In Ohio, public safety collective bargaining culminates with the possibility of binding arbitration, referred to in Ohio law as “binding conciliation.” Arbitration proceeds on an issue-by-issue basis, with the arbitrator required to adopt the final offer of one of the parties on each issue.

In 2005, the City of Cincinnati and the Fraternal Order of Police (FOP) proceeded to arbitration on ten issues. One issue involved the question of shift differential for both supervisors and non-supervisors; a second issue involved the level of medical benefits for both sets of employees. The Arbitrator awarded the City’s position on both of the disputed issues.

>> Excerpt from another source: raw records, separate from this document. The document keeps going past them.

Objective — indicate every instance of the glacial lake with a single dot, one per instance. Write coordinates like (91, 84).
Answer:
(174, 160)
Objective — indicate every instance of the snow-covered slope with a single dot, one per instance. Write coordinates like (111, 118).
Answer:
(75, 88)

The FOP challenged the Arbitrator’s decision in court, contending that the City’s final offers on the two issues were defective. The Ohio Court of Appeals agreed with the FOP, and remanded the matter back to the Arbitrator to award the FOP’s final offers on the shift differential and health insurance issues.

The Court observed that “both parties agreed that the Arbitrator was required to resolve the dispute between the parties by selecting, on an issue-by-issue basis, one of the party’s final settlement offers. Where a party has failed to submit a final offer, the conciliator must adopt the offer of the other party.”

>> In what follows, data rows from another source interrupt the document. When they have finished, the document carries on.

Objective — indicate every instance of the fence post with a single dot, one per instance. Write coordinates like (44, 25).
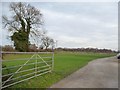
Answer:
(0, 70)
(52, 59)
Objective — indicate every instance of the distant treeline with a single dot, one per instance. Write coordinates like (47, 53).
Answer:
(34, 48)
(87, 50)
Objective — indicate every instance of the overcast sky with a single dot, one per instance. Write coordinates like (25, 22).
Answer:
(77, 24)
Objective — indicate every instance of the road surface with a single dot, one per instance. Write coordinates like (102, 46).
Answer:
(100, 73)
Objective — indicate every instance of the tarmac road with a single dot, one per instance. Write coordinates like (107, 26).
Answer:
(100, 73)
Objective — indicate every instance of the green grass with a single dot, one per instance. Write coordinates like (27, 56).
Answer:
(65, 63)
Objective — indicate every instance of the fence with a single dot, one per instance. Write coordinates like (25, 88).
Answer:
(21, 66)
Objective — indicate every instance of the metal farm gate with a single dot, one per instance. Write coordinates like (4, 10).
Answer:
(17, 67)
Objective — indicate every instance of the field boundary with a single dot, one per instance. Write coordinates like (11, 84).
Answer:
(40, 67)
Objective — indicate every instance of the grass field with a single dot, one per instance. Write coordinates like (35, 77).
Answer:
(65, 63)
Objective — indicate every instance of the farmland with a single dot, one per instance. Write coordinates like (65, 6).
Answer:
(65, 63)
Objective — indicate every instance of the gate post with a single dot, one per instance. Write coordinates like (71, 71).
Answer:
(0, 70)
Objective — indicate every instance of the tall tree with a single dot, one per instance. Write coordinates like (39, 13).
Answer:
(24, 23)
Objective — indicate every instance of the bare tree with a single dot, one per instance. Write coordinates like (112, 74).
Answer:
(24, 23)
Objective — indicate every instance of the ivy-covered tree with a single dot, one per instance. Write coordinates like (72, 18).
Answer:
(24, 23)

The Court continued that “in this case, the Arbitrator unequivocally stated that she could not find the City’s position on the issue of shift differential for non-supervisors. Although she recognized that her authority was statutorily limited to choosing between final offers, she pieced together several submitted documents and made several inferences to determine the City’s position.”

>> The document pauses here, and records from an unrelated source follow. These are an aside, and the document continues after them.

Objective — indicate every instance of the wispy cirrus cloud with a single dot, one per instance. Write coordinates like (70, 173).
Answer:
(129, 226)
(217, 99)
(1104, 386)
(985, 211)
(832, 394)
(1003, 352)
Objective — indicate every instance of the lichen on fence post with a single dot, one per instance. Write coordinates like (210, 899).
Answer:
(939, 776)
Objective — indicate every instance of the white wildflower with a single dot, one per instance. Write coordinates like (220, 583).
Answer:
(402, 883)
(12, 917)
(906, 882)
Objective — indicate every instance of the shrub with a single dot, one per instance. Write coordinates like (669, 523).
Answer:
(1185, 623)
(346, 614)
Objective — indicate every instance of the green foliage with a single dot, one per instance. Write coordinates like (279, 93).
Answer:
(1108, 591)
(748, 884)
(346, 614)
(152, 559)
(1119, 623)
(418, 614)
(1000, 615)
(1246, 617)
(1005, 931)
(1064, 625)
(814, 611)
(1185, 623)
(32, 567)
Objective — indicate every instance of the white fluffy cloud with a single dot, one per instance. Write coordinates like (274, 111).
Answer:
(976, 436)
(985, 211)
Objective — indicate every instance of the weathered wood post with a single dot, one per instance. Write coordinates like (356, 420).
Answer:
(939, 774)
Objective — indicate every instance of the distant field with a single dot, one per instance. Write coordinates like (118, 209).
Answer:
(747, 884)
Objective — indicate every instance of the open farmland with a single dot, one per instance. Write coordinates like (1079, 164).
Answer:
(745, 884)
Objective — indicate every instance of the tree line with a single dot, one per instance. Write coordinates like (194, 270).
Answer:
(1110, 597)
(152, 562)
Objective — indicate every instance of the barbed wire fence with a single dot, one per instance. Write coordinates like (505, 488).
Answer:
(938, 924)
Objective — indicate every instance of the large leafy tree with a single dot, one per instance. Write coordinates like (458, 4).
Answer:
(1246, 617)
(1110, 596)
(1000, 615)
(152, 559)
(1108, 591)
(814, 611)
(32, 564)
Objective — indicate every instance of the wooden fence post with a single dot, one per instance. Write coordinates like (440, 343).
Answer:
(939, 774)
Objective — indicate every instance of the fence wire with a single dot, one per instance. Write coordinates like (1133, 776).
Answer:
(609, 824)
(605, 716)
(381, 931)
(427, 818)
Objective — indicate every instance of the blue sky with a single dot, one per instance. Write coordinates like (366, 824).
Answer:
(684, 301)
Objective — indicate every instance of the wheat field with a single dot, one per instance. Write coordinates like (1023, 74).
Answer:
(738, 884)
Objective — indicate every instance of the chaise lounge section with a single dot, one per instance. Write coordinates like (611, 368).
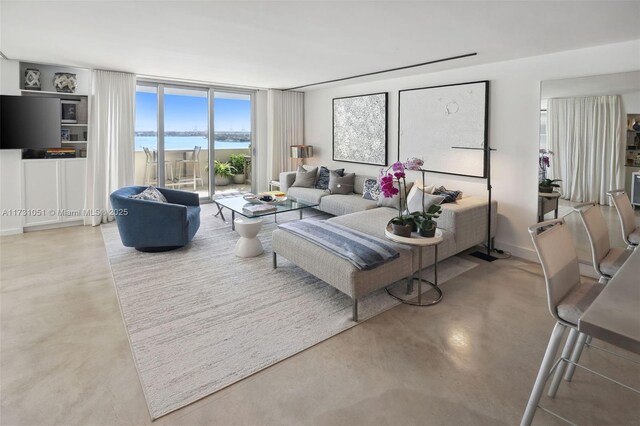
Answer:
(463, 225)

The Court also noted that the Arbitrator “unequivocally stated” that the City’s offer for medical benefits was incomplete. In that instance, the Arbitrator “assumed that the final page of the AFSMCE labor agreement could be used to complete the offer.” The Court held that both acts by the Arbitrator violated the law. The Court observed that the Arbitrator was not authorized under the statute “to piece together the City’s final settlement offer.”

The City contended that it would elevate “form over substance” to vacate the Arbitrator’s award because the terms of the final settlement offers could be pieced together easily, and because the FOP was fully aware of the City’s position on all the issues. The Court was not convinced, holding that “the City ignores the Arbitrator’s finding that she could not find a complete, final settlement offer from the City on the issues of non-supervisory shift differential and supervisory and non-supervisory medical benefits. To complete the offers, she had to make some inferences. Thus, the substance of the offers was the problem, not the form, and the Arbitrator made this finding. Once she made this finding, she was required to adopt the FOP’s offer on these issues. The City could have easily avoided this problem by submitting a final settlement offer containing the exact contract language for the new contract.”

Fraternal Order of Police, Queen City Lodge #69 v. City of Cincinnati, 2006 WL 2571945 (OhioApp. 2006).